Mit dem Förderansatz "Moscheen für Integration (MfI)", der als Pilotvorhaben von Juli 2019 bis Dezember 2022 läuft und mit insgesamt 6,5 Millionen Euro dotiert ist, soll die vielfältige soziale und zivilgesellschaftliche Arbeit von Moscheegemeinden und alevitischen Cem-Häusern in Deutschland anerkannt, gestärkt, professionalisiert und besser in die kommunalen Nachbarschaften integriert werden. Die geförderten muslimischen Gemeinden werden dabei unterstützt, sich in der Alltagspraxis stärker zu öffnen und sich untereinander wie auch mit den jeweiligen Kommunen und Verwaltungen zu vernetzen.

"Kommunaler Fachaustausch": von den Erfahrungen anderer profitieren

Zwei Person sitzen auf einer Bühne In einem hybriden Format erörterten rund 80 Teilnehmende die bisherigen Fortschritte und Handlungsbedarfe auf dem Weg zu einer verlässlichen, vertrauensvollen Kooperation.
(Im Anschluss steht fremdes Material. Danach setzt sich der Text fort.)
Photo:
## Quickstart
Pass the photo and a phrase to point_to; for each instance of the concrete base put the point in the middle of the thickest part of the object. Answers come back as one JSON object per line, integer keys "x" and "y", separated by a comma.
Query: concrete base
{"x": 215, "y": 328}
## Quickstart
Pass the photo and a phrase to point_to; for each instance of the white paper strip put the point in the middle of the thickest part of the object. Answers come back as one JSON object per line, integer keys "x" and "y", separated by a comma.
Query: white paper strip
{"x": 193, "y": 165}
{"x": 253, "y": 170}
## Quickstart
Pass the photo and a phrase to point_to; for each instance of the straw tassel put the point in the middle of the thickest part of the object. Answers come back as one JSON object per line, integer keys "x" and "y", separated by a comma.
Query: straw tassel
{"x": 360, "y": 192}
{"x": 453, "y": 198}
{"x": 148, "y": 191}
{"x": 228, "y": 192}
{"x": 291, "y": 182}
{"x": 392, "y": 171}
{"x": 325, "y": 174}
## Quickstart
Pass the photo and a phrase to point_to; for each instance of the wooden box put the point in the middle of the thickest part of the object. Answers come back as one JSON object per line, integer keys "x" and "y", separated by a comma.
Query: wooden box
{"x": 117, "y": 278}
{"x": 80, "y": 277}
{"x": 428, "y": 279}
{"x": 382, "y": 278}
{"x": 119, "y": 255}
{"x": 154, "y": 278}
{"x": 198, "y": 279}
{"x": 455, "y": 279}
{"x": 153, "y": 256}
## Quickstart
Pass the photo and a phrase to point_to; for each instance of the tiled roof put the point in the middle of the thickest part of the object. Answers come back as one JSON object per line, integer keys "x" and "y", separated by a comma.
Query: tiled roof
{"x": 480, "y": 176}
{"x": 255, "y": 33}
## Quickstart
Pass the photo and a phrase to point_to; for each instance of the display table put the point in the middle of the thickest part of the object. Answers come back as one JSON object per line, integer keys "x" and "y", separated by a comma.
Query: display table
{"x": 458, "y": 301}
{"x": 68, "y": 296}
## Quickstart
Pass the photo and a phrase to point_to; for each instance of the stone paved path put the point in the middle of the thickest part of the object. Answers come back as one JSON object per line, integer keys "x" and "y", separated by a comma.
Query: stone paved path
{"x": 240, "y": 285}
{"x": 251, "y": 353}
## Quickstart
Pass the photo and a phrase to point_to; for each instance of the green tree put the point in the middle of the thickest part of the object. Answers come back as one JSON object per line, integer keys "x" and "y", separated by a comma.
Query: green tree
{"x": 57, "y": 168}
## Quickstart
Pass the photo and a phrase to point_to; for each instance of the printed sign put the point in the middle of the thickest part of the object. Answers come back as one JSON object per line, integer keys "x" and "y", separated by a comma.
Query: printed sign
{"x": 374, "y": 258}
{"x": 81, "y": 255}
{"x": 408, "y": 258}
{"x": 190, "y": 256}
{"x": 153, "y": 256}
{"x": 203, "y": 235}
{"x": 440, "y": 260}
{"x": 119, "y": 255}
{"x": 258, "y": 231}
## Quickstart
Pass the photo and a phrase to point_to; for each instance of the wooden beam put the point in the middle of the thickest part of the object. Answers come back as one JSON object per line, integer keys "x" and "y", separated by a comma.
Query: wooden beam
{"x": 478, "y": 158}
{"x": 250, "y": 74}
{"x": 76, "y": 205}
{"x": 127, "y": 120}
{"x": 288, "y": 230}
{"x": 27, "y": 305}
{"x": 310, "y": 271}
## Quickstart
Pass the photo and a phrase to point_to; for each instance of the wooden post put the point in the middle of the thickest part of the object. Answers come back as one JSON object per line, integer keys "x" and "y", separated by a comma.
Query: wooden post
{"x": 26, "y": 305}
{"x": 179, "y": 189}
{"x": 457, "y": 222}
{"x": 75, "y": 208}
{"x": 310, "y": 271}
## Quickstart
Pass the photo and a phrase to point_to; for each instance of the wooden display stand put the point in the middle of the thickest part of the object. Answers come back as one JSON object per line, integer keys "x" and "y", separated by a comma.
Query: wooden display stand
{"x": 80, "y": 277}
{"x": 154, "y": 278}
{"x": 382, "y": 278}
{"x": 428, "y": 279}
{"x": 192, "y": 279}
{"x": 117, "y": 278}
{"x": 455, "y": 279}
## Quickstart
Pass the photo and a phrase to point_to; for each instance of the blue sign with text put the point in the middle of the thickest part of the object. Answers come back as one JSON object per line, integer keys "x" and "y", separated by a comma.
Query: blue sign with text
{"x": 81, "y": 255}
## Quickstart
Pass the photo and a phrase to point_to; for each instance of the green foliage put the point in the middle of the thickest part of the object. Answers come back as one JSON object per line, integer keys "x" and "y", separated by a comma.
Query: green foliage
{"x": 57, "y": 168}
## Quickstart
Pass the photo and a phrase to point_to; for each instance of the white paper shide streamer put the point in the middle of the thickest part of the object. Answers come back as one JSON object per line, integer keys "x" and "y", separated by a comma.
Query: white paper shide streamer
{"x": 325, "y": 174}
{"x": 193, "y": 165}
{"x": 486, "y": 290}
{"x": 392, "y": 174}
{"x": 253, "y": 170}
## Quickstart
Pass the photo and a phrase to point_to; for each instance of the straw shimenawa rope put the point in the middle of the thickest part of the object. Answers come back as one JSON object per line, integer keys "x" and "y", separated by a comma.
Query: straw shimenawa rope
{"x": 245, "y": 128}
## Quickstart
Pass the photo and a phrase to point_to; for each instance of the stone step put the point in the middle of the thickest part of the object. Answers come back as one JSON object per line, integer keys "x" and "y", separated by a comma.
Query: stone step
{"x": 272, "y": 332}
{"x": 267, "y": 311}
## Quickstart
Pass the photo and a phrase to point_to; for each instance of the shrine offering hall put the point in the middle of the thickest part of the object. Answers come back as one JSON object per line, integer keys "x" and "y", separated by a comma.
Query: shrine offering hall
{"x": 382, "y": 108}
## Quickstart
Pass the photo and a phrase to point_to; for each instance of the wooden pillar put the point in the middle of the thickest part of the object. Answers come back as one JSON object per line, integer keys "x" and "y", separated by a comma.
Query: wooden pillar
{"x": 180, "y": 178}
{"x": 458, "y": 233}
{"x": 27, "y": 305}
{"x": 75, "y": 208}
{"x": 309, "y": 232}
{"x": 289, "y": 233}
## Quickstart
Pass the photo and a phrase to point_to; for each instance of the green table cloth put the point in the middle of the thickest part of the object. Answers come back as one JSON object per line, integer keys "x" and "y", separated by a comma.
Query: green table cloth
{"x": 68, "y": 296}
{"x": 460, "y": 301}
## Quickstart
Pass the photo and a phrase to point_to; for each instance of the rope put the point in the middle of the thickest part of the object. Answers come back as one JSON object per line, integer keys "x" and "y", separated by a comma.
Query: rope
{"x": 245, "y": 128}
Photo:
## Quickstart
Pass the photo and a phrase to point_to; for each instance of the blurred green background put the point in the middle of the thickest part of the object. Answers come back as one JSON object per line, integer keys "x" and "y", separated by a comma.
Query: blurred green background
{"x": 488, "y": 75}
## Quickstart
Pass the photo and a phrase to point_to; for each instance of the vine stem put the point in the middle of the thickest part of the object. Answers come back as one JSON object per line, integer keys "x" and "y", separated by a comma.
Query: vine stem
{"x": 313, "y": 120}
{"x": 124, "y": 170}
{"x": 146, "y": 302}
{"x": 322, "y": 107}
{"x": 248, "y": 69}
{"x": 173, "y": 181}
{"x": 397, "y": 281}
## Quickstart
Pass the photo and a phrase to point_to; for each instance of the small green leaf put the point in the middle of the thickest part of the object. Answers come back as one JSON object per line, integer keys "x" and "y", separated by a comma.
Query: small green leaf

Hier v. li. n. re: Felix Keß (Moderation) und Fatih Yildiz (SCHURA Hamburg). Quelle: Syspons GmbH

Das MfI-Programm ergänzend und begleitend haben das Bundesministerium des Innern, für Bau und Heimat (BMI) und das Bundesamt für Migration und Flüchtlinge (BAMF) zusammen mit dem Projektträger, der Syspons GmbH, einen bundesweiten "Kommunalen Fachaustausch" initiiert. Ziel ist es, dass sich die in Städten, Landkreisen und Kommunen für die Integrationsarbeit und die Beziehungen zu muslimischen Gemeinden zuständigen Stellen untereinander, aber auch mit weiteren Fachleuten aus Wissenschaft und Praxis sowie bereits erfahrenen Repräsentantinnen und Repräsentanten der muslimischen Seite austauschen können.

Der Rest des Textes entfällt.